In 2021, the Augusta Birth Center applied to become the first freestanding birth center in Richmond County. This birth center would provide not only obstetrical services for low-risk pregnancies, including midwifery, but also “mental health services, women’s support groups, adoption, postpartum counseling and additional classes for the community at little to no cost.”
Expectant mothers in the Augusta area have traditionally had three local options to choose from for birthing services: Doctors Hospital of Augusta, Piedmont Augusta (formerly University Hospital) and the recently renamed Augusta University Medical Center, which is now known as Wellstar MCG Health. Yet only one of the hospitals provides midwifery services.
Augusta Birth Center (ABC) was going to be located in the Laney Walker district, home to a historically black and underserved population. The three founding members of ABC included a board-certified family physician, a board-certified family nurse practitioner and the executive director, Katie Chubb.
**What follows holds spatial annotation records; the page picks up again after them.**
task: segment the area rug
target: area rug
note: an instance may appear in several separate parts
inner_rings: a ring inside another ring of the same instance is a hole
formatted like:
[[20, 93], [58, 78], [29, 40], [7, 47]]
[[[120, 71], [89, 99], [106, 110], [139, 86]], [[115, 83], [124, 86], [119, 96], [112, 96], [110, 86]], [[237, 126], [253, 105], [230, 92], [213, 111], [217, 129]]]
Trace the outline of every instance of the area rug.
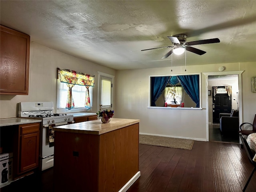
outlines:
[[193, 148], [194, 141], [191, 139], [140, 134], [139, 143], [191, 150]]

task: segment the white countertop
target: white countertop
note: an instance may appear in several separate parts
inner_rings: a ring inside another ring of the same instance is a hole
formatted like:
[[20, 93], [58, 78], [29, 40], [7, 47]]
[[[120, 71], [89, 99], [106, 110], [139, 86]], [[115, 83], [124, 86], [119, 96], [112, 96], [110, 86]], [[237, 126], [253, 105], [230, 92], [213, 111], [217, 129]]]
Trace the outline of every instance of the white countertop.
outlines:
[[86, 116], [90, 116], [90, 115], [97, 115], [97, 114], [94, 113], [82, 113], [80, 112], [74, 113], [67, 113], [67, 114], [73, 115], [74, 117], [84, 117]]
[[36, 123], [42, 122], [41, 119], [35, 118], [12, 118], [0, 119], [0, 127], [11, 125], [20, 125], [26, 123]]

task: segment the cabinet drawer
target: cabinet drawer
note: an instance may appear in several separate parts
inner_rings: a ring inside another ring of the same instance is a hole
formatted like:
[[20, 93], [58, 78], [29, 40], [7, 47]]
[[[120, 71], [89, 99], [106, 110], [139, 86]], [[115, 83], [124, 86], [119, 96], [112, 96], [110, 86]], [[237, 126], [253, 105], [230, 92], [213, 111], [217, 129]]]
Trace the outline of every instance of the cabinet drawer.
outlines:
[[34, 133], [39, 131], [40, 124], [39, 123], [30, 123], [20, 125], [20, 135]]

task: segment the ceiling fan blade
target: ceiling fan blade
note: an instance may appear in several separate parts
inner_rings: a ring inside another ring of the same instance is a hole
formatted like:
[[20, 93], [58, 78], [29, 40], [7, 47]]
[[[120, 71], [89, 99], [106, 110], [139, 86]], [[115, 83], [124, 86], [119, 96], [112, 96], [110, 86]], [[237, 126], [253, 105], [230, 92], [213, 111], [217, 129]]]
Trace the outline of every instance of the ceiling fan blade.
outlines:
[[179, 40], [176, 37], [171, 37], [170, 36], [167, 36], [167, 37], [170, 39], [172, 42], [174, 44], [180, 44], [180, 42]]
[[203, 55], [206, 53], [206, 52], [203, 51], [202, 50], [197, 49], [196, 48], [194, 48], [194, 47], [190, 47], [189, 46], [186, 47], [186, 50], [187, 51], [190, 51], [190, 52], [192, 52], [199, 55]]
[[220, 42], [220, 40], [218, 38], [213, 39], [204, 39], [204, 40], [199, 40], [198, 41], [190, 41], [186, 42], [185, 44], [186, 45], [200, 45], [201, 44], [208, 44], [209, 43], [219, 43]]
[[164, 55], [163, 57], [161, 58], [161, 59], [165, 59], [166, 58], [168, 58], [169, 56], [171, 55], [171, 54], [172, 53], [172, 50], [170, 51], [167, 53], [166, 53], [165, 55]]
[[173, 46], [164, 46], [164, 47], [156, 47], [155, 48], [151, 48], [150, 49], [143, 49], [141, 51], [146, 51], [147, 50], [151, 50], [152, 49], [161, 49], [162, 48], [170, 48], [170, 47], [173, 47]]

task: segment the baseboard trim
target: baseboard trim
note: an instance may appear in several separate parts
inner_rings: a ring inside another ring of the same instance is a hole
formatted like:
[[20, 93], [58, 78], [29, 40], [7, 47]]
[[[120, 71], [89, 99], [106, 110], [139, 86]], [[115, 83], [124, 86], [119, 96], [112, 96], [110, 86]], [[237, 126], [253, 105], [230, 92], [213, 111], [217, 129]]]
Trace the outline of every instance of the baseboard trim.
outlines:
[[176, 137], [176, 136], [170, 136], [170, 135], [159, 135], [158, 134], [150, 134], [150, 133], [140, 133], [140, 134], [152, 135], [153, 136], [158, 136], [159, 137], [171, 137], [172, 138], [178, 138], [178, 139], [192, 139], [192, 140], [194, 140], [195, 141], [206, 141], [206, 139], [202, 139], [201, 138], [192, 138], [190, 137]]
[[140, 176], [140, 172], [138, 171], [126, 184], [119, 190], [118, 192], [125, 192], [137, 179]]

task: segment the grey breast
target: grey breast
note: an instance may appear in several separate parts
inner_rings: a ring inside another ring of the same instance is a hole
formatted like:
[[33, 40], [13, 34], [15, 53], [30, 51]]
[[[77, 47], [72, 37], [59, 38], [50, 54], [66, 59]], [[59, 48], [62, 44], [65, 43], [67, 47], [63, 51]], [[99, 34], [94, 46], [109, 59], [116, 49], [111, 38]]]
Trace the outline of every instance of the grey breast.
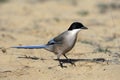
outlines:
[[55, 43], [49, 45], [47, 50], [54, 52], [55, 54], [64, 54], [73, 48], [76, 41], [76, 35], [70, 35], [68, 31], [65, 31], [53, 40]]

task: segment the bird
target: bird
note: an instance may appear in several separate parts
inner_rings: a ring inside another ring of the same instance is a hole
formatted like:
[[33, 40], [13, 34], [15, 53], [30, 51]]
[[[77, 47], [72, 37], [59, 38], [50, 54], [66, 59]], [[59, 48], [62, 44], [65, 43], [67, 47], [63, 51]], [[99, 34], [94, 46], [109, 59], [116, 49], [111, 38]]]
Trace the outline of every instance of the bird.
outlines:
[[59, 61], [59, 66], [64, 67], [60, 59], [60, 56], [63, 55], [71, 64], [74, 64], [67, 56], [68, 53], [74, 46], [77, 41], [78, 32], [81, 30], [88, 29], [81, 22], [73, 22], [70, 27], [59, 34], [58, 36], [50, 39], [47, 44], [43, 45], [23, 45], [23, 46], [13, 46], [11, 48], [18, 49], [45, 49], [47, 51], [53, 52], [57, 55], [57, 60]]

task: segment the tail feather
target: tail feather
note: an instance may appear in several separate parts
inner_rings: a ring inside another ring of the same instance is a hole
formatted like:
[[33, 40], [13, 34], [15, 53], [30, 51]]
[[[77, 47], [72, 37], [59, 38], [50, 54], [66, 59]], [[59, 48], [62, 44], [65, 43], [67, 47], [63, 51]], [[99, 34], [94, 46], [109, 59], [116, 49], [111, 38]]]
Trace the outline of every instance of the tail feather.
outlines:
[[18, 48], [18, 49], [41, 49], [47, 48], [46, 45], [30, 45], [30, 46], [13, 46], [11, 48]]

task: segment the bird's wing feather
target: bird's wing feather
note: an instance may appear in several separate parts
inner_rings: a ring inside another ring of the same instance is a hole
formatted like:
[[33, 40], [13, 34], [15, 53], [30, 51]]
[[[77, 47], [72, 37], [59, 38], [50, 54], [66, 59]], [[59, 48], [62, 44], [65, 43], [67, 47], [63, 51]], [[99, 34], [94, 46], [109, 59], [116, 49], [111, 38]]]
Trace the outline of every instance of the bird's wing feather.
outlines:
[[[64, 32], [65, 33], [65, 32]], [[62, 44], [63, 40], [64, 40], [64, 33], [58, 35], [57, 37], [51, 39], [48, 42], [48, 45], [53, 45], [53, 44]]]

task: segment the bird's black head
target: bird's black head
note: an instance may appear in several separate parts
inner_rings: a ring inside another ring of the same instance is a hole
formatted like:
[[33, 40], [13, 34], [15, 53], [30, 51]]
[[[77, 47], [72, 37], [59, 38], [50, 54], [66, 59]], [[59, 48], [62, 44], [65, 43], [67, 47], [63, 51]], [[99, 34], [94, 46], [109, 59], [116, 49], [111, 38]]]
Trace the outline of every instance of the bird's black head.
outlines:
[[88, 29], [80, 22], [73, 22], [68, 30], [74, 30], [74, 29]]

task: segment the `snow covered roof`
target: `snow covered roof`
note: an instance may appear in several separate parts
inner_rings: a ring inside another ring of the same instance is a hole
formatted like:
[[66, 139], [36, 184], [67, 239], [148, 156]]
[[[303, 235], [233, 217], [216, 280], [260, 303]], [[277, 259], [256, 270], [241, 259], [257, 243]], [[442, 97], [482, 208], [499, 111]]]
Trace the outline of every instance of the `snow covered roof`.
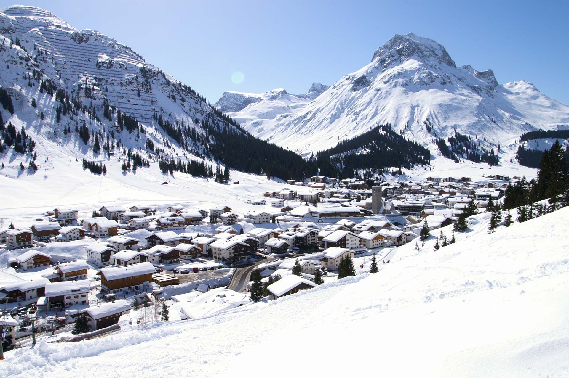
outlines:
[[93, 242], [85, 246], [85, 248], [96, 254], [102, 254], [107, 251], [114, 251], [114, 247], [105, 242]]
[[79, 227], [79, 226], [66, 226], [65, 227], [62, 227], [59, 229], [60, 234], [68, 234], [75, 230], [79, 230], [80, 231], [86, 231], [85, 229], [82, 227]]
[[330, 247], [327, 248], [323, 252], [326, 254], [324, 255], [324, 257], [327, 259], [337, 259], [346, 252], [354, 253], [354, 251], [352, 250], [348, 250], [347, 248], [340, 248], [339, 247]]
[[274, 232], [275, 232], [275, 230], [271, 230], [270, 229], [257, 227], [257, 229], [253, 229], [251, 231], [247, 231], [247, 234], [254, 238], [262, 238]]
[[145, 239], [148, 239], [149, 238], [151, 238], [152, 236], [156, 236], [163, 242], [174, 242], [175, 240], [180, 240], [180, 235], [173, 231], [166, 231], [162, 232], [156, 232], [156, 234], [152, 234], [152, 235], [146, 236]]
[[118, 299], [112, 302], [105, 302], [97, 306], [92, 306], [80, 311], [86, 313], [92, 319], [101, 319], [105, 317], [114, 315], [125, 311], [129, 311], [133, 308], [123, 299]]
[[138, 243], [140, 240], [138, 239], [134, 239], [134, 238], [129, 238], [128, 236], [123, 236], [122, 235], [116, 235], [114, 236], [111, 236], [106, 240], [109, 243], [118, 243], [119, 244], [125, 244], [129, 242], [136, 242]]
[[267, 286], [267, 289], [276, 296], [280, 297], [301, 284], [306, 284], [313, 288], [318, 286], [314, 283], [308, 281], [306, 279], [299, 277], [295, 275], [290, 275], [282, 277], [274, 284], [269, 285]]
[[101, 229], [110, 229], [113, 227], [118, 227], [118, 223], [114, 219], [110, 221], [98, 221], [95, 223]]
[[352, 234], [352, 235], [355, 235], [353, 232], [351, 232], [349, 231], [337, 230], [336, 231], [335, 231], [332, 234], [328, 235], [322, 240], [324, 240], [324, 242], [330, 242], [331, 243], [336, 243], [342, 238], [344, 238], [350, 234]]
[[103, 276], [107, 280], [111, 281], [155, 273], [156, 273], [156, 269], [152, 264], [149, 261], [145, 261], [140, 264], [129, 265], [127, 267], [105, 268], [99, 271], [97, 274]]
[[30, 290], [43, 288], [49, 282], [49, 280], [44, 277], [36, 278], [28, 281], [18, 281], [0, 285], [0, 290], [5, 290], [7, 292], [12, 292], [15, 290], [27, 292]]
[[114, 259], [115, 260], [120, 260], [121, 261], [127, 261], [129, 260], [134, 259], [139, 255], [140, 255], [140, 253], [137, 252], [136, 251], [123, 250], [122, 251], [117, 252], [116, 254], [112, 256], [111, 258]]
[[289, 246], [290, 246], [290, 243], [287, 243], [286, 240], [283, 239], [278, 239], [277, 238], [271, 238], [265, 243], [265, 246], [267, 247], [273, 247], [273, 248], [281, 248], [284, 244], [287, 244]]
[[61, 273], [68, 273], [69, 272], [89, 269], [89, 265], [87, 265], [87, 261], [85, 260], [79, 260], [69, 263], [60, 264], [57, 266], [57, 268], [60, 270]]
[[215, 242], [217, 239], [214, 238], [206, 238], [205, 236], [198, 236], [192, 239], [192, 243], [196, 244], [209, 244]]
[[67, 294], [89, 293], [91, 291], [91, 281], [89, 280], [60, 281], [46, 284], [46, 297], [58, 297]]
[[30, 260], [33, 257], [36, 255], [39, 255], [40, 256], [43, 256], [44, 257], [47, 257], [48, 259], [51, 259], [51, 256], [47, 254], [44, 254], [43, 252], [40, 252], [39, 251], [36, 251], [35, 250], [30, 250], [27, 252], [24, 252], [19, 256], [16, 256], [16, 261], [19, 261], [20, 263], [24, 263]]
[[31, 234], [32, 231], [30, 231], [30, 230], [26, 230], [25, 229], [19, 229], [18, 230], [9, 230], [6, 234], [6, 235], [9, 235], [13, 236], [15, 236], [17, 235], [19, 235], [20, 234], [24, 234], [24, 233]]
[[39, 222], [32, 225], [32, 227], [38, 231], [51, 231], [61, 228], [57, 222]]

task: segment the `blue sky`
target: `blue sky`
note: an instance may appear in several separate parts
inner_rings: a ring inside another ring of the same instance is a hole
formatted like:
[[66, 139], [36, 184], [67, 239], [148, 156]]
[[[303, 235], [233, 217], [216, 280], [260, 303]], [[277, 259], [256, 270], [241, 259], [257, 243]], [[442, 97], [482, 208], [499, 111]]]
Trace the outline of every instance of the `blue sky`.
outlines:
[[[0, 0], [0, 7], [12, 3]], [[291, 93], [369, 63], [394, 34], [443, 45], [457, 65], [533, 82], [569, 105], [565, 1], [34, 1], [97, 30], [215, 102], [226, 90]], [[240, 77], [236, 72], [242, 73]], [[236, 84], [233, 78], [242, 79]]]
Certified nurse midwives and nurses would complement the medical staff.
And yet, over two years after first submitting its application to open, the center remains unopened thanks to an arcane state law known as Certificate of Need.
Certificate of Need (CON) laws task the government with determining whether a new healthcare facility or service line is allowed to open. They were first established by Congress in the 1970s to control rising healthcare costs since the federal government reimbursed providers at this time based on what they spent — a form of reimbursement that only incentivized more spending on healthcare.
Within a decade Congress had moved away from “cost-plus” reimbursement and scrapped the federal CON law, but CON regulations at the state level remain.
In Georgia, nearly 50 different facilities and services require a CON before they can open. They include major facilities such as hospitals, freestanding emergency departments and surgery centers, but also imaging centers, alcohol and drug abuse services, mental health services and obstetrical facilities, which include birth centers.
There are currently only three birth centers statewide, in Atlanta, Forsyth and Savannah.
To begin the process, ABC submitted an 821-page application to the Georgia Department of Community Health. As Ms. Chubb later noted regarding this submission, the information was more exhaustive than any business plan required by a bank before approving a multimillion-dollar loan.
Four months later, on Dec. 22, 2021, the Department denied ABC’s application —- despite acknowledging the need for this facility. It’s worth examining why the application was denied.
First, the Department examined the service area and the amount of obstetrical services being utilized to determine whether ABC was needed. This area not only comprised Richmond County, but also Burke, Columbia, Glascock, Jefferson, Jenkins, McDuffie, Taliaferro, Warren, Washington and Wilkes counties, demonstrating the region’s need for another obstetrics provider.
Next, the Department wanted to compare the price of an “uncomplicated delivery” at ABC with that of nearby hospitals. This was done using cost data provided to the state by the hospitals.
ABC’s projected charge in years one and two was $5,000, which was significantly lower than University Hospital ($7,371), AU Medical Center ($15,024), and Doctors Hospital ($22,552).
Unsurprisingly, the Department concluded that ABC would provide lower-cost services than neighboring hospitals offered on an inpatient basis.
Finally, the Department wanted to determine whether a patient suffering from complications during childbirth would be able to access emergency services. Georgia’s CON law requires birth centers to have a transfer agreement with a local hospital.
Despite having an agreement with two ambulance companies and a physician with local admitting privileges, ABC could not persuade any of the three hospitals to sign a transfer agreement. This gives credence to the nickname many have given CON laws: the “competitor’s veto.”
With the help of the Pacific Legal Foundation, Katie Chubb and the Augusta Birth Center have since sued the state over its CON laws. Her attorneys emphasize that not only does federal law require all hospitals to accept patients in an emergency situation, but in 2015 there were 90 pregnancy-related deaths in Georgia, placing the state’s mortality rate worse than that of Iraq. Nearly 60% of these deaths were preventable. The Augusta area’s five deaths in 2015 ranked lower than Cuba and Syria.
While this situation continues to be drawn out in the legal system, South Carolina repealed nearly all of its CON laws earlier this year, including those for birth centers.
Unless the Georgia Legislature moves to repeal its CON laws in 2024, the citizens of Augusta and the surrounding counties soon might be traveling across the river to access a freestanding birth center close to home. The North Augusta Birth Center, perhaps?